Hasta ahora se ha relacionado a la oxitocina con las relaciones afectivas y la maternidad. Se sabe también que esta hormona interviene en la sensación de miedo pero no se conocía exactamente el mecanismo. Un estudio realizado en la Universidad de Laussane, Suiza, ha descubierto que la oxitocina mantiene intacta la alerta ante el miedo impidiendo que el individuo pueda quedar paralizado.

La oxitocina es una molécula segregada por el hipotálamo que participa en procesos fisiológicos como las emociones. Se la conoce como la hormona del amor ya que se relaciona con patrones sexuales (aumenta la líbido y favorece las relaciones y la sensación de placer); pero también con la afectividad, la ternura, la generosidad y la confianza.

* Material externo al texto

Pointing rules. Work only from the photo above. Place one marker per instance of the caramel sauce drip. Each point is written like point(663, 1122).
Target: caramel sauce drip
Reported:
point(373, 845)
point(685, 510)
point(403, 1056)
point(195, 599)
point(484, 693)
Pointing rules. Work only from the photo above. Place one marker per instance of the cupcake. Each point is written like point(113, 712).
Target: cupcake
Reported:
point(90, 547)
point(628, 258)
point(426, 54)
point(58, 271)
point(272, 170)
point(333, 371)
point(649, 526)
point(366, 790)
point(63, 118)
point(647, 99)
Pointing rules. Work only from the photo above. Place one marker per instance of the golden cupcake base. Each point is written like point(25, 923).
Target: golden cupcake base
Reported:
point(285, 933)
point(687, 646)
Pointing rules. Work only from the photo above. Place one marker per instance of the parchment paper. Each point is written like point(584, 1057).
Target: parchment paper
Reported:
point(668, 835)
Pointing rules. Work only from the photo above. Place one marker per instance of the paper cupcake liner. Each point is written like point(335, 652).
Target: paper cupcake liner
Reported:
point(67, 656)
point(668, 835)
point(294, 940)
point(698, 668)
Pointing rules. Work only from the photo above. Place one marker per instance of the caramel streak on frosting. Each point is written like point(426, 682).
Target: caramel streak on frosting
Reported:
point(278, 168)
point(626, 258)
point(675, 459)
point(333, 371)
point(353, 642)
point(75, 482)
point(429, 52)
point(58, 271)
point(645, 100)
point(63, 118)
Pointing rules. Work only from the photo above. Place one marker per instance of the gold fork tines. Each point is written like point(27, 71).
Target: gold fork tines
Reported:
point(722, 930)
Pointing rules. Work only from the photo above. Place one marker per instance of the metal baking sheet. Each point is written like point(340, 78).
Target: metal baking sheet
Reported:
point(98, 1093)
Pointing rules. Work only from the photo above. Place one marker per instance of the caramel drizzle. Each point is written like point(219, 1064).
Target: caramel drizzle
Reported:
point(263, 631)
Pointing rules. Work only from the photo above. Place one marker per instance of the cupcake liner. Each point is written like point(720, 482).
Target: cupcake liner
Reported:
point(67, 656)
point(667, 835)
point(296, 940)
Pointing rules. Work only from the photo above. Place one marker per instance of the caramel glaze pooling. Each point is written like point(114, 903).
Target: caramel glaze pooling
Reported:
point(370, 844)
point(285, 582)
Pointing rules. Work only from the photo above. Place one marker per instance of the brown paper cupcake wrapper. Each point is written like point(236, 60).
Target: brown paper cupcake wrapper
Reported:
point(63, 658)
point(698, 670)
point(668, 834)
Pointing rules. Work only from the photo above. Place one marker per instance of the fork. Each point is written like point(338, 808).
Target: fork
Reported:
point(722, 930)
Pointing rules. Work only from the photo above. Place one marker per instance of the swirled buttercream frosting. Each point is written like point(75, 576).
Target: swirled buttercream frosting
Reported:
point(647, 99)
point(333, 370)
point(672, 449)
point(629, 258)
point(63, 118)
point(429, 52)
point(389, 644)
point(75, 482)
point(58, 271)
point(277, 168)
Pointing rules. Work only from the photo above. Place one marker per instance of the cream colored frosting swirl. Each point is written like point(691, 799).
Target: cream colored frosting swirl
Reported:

Ha sido demostrado cómo la oxitocina ayuda en las relaciones sociales generando confianza en los otros, mayor capacidad de empatía e incluso fomentando la fidelidad en parejas. Del mismo modo, esta hormona está relacionada con las conductas maternales y paternales, especialmente durante el parto y la lactancia. En el caso de la madre, ayuda en el parto a través de la distensión del cérvix y también se segrega ante la succión del bebé en el pecho.

El investigador Ron Stop del Centro de Psiquiatría y Neurociencias de la Universidad de Lausanne explica cómo la oxitocina interviene en la sensación de miedo. Lo hace a través de la inhibición de las respuestas que se desencadenan desde la amígdala al tronco del encéfalo y que son las responsables de la paralización del individuo ante el pánico.

La oxitocina lo que consigue es mantener la sensación de miedo y alerta pero sin paralizar al individuo de modo que este tenga capacidad de reacción. Su intervención es muy importante puesto que ayuda a la persona en esa situación a actuar juiciosamente sin que disminuya su nivel de alerta.